Most regulators may be working remotely from home, but they’re watching you virtually and they’re bracing for all sorts of fallout from the COVID-19 crisis, including aggressive, abusive and fraudulent sales practices.

Officials from the Securities and Exchange Commission, Finra and the North American State Securities Regulators, who spoke at a specially convened SEC Investor Advisory Committee meeting last night, said they are monitoring for a wide spectrum of aggressive and unsuitable sales and outright fraud amidst the COVID-19 crisis. The meeting was webcast for regulators and compliance professionals nationwide.

“During this time Finra is focusing in particular on monitoring for fraud, illicit schemes and other manipulative activities seeking to take advantage of the tumultuous conditions that are created by COVID-19 and the ongoing market volatility that we’ve all been witnessing,” said Gerri Walsh, senior vice president of investor Education at Finra.

“In only a few instances to date have investors complained about recommendations that investment professionals made, for example, to hold a position even as its value declined or a failure to follow instructions, like moving a client to a more conservative portfolio,” Walsh said.

“But our call centers have told me it is still early days and complaints of this nature may well take time to surface,” she added.

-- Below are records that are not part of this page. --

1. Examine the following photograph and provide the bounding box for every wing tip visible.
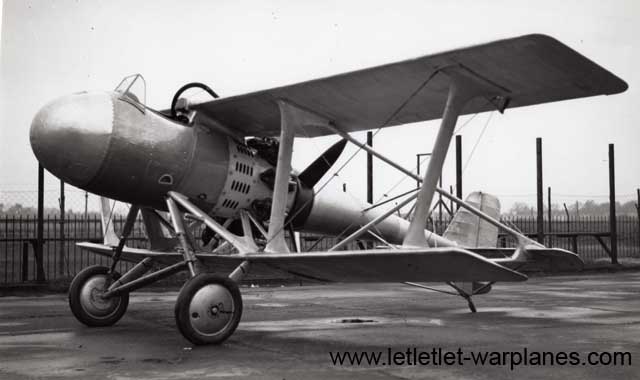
[522,33,628,95]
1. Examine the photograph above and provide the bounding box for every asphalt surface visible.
[0,272,638,379]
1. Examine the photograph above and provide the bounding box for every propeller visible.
[298,138,347,188]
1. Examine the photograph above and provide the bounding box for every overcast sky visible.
[1,0,639,212]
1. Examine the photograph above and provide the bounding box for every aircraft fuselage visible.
[30,90,452,246]
[30,91,289,216]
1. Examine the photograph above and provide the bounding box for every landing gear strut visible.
[69,203,139,327]
[69,192,250,345]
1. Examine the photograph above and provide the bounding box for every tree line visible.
[0,203,101,217]
[505,200,639,217]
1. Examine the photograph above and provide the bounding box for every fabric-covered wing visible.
[190,34,627,137]
[77,242,526,283]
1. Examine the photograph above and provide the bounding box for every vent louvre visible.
[236,144,255,157]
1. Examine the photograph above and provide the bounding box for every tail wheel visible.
[68,265,129,327]
[175,274,242,345]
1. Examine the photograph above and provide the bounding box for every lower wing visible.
[77,242,526,283]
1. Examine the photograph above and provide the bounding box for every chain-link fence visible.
[1,212,638,286]
[1,179,639,286]
[0,187,131,218]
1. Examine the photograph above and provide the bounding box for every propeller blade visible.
[298,138,347,187]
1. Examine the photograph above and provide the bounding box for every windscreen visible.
[114,74,146,109]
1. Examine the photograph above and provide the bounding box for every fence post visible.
[608,144,618,264]
[547,186,552,246]
[366,131,373,205]
[59,180,66,276]
[536,138,544,244]
[636,189,640,254]
[22,241,29,282]
[29,239,46,282]
[36,164,46,282]
[456,134,462,209]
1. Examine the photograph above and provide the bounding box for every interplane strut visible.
[265,100,332,253]
[403,79,471,247]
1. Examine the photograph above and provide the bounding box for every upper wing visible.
[77,242,526,283]
[190,34,627,137]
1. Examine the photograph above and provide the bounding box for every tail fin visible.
[443,192,501,248]
[444,192,501,296]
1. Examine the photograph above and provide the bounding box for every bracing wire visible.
[262,70,443,247]
[462,111,494,174]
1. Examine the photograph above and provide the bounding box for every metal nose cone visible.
[30,92,113,188]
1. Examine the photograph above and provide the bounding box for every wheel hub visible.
[189,284,235,337]
[79,275,120,318]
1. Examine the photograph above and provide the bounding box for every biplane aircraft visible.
[30,34,627,345]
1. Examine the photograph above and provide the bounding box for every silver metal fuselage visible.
[30,91,452,247]
[30,91,275,215]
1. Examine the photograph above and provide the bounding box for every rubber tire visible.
[175,274,242,345]
[68,265,129,327]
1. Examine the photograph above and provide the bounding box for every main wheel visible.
[174,274,242,345]
[68,265,129,327]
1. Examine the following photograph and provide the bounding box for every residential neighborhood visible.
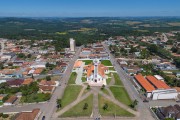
[0,30,180,120]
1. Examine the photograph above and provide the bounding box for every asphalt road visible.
[40,47,82,120]
[102,42,155,120]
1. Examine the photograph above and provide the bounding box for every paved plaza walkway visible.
[75,62,85,85]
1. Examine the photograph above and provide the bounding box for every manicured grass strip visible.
[106,78,111,85]
[99,95,134,117]
[107,73,111,78]
[82,60,93,65]
[61,94,93,117]
[101,60,112,66]
[106,73,112,85]
[82,77,86,82]
[101,88,110,95]
[61,85,82,108]
[0,102,3,106]
[110,86,132,106]
[113,73,123,86]
[68,72,77,84]
[109,67,115,71]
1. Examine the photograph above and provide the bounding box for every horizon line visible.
[0,16,180,18]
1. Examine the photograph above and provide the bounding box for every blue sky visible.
[0,0,180,17]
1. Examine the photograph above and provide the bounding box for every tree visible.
[130,99,138,108]
[174,57,180,68]
[148,44,158,53]
[83,103,88,110]
[17,53,26,58]
[0,62,4,69]
[2,95,9,102]
[103,103,108,110]
[56,99,62,108]
[27,54,32,58]
[46,62,50,68]
[0,113,3,117]
[140,49,150,59]
[171,47,178,53]
[87,85,90,90]
[2,114,9,118]
[130,46,137,53]
[0,82,8,89]
[46,76,51,81]
[101,84,105,90]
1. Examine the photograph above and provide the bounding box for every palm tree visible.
[83,103,88,110]
[133,99,138,106]
[131,99,138,108]
[56,99,62,108]
[103,103,108,110]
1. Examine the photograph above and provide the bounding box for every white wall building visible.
[30,62,46,68]
[1,55,11,60]
[151,89,178,100]
[70,38,75,52]
[154,75,164,81]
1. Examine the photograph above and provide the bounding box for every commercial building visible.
[134,74,178,100]
[70,38,75,52]
[151,89,178,100]
[146,76,170,89]
[134,74,155,97]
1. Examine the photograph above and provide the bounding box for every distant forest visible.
[0,17,180,47]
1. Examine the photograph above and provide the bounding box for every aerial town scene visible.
[0,0,180,120]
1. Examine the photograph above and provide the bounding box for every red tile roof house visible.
[15,108,41,120]
[4,96,18,106]
[38,80,57,94]
[39,86,55,94]
[57,61,68,68]
[39,80,56,86]
[7,79,24,87]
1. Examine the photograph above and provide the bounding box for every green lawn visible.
[109,67,115,71]
[113,73,123,86]
[20,93,51,103]
[106,73,112,85]
[82,77,87,82]
[0,102,3,106]
[110,86,132,106]
[107,73,111,77]
[99,95,134,117]
[101,60,112,66]
[61,94,93,117]
[101,88,110,95]
[82,60,93,65]
[106,78,111,85]
[61,85,82,108]
[68,72,77,84]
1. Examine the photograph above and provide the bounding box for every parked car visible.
[143,99,149,102]
[42,116,45,120]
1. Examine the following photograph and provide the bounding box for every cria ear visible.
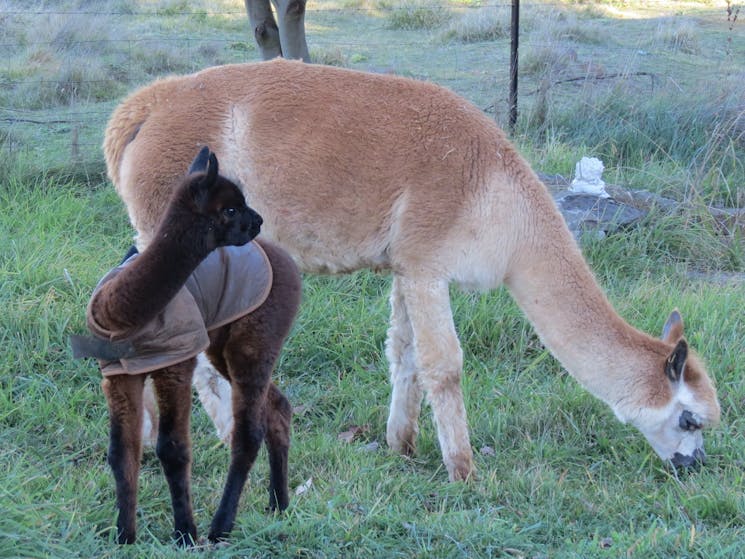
[188,152,219,210]
[206,152,219,183]
[665,339,688,383]
[661,309,684,343]
[188,146,211,175]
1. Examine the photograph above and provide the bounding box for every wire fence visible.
[1,1,735,175]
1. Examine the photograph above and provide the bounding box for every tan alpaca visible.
[104,59,720,481]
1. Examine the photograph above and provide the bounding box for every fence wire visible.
[1,2,729,174]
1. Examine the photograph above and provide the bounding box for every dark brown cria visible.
[91,147,300,546]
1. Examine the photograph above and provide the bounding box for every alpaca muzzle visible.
[670,447,706,470]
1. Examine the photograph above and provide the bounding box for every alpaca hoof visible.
[207,520,233,543]
[386,427,418,456]
[268,491,290,513]
[208,531,229,544]
[447,456,476,482]
[265,502,289,514]
[116,530,136,545]
[173,528,197,547]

“If history is any guide, the initiation of dispute resolution proceedings tends to follow periods of market volatility and market decline," Walsh said. "And we know as well that when markets fall, Ponzi-like schemes tend to unravel because their operators can no longer make their periodic payments that investors expect.”

State regulators are also continuing to track investor complaints and potential abuses closely and coordinating with both Finra and the SEC.

“We are monitoring risks, especially in the CARES Act for instance, which allows workers to withdraw up to $100,000 from their retirement accounts like their 401(k)s without a penalty. It’s fair to expect that some promoters may try to use this to get at investor money and put it into these schemes,” said NASAA President Christopher W. Gerold. 

Advisors and brokers who encourage investors to use margin accounts during these times to encourage investors to continue to invest may also find themselves in squarely in regulators’ crosshairs.

“We expect in the coming weeks to see a significant increase in the number of complaints related to suitability, specifically to the use of margins in retail accounts. While some of these uses of margin will be suitable, I suspect many will not be and will require investigations by regulators,” added Gerold, who is also chief of the New Jersey Bureau of Securities.

Private placement investments are on states’ radar screens, he warned. “We are particularly concerned that people will be pitched on private placements because they appear more stable. But there is no secondary market, they’re not being repriced on a daily basis,” Gerold said.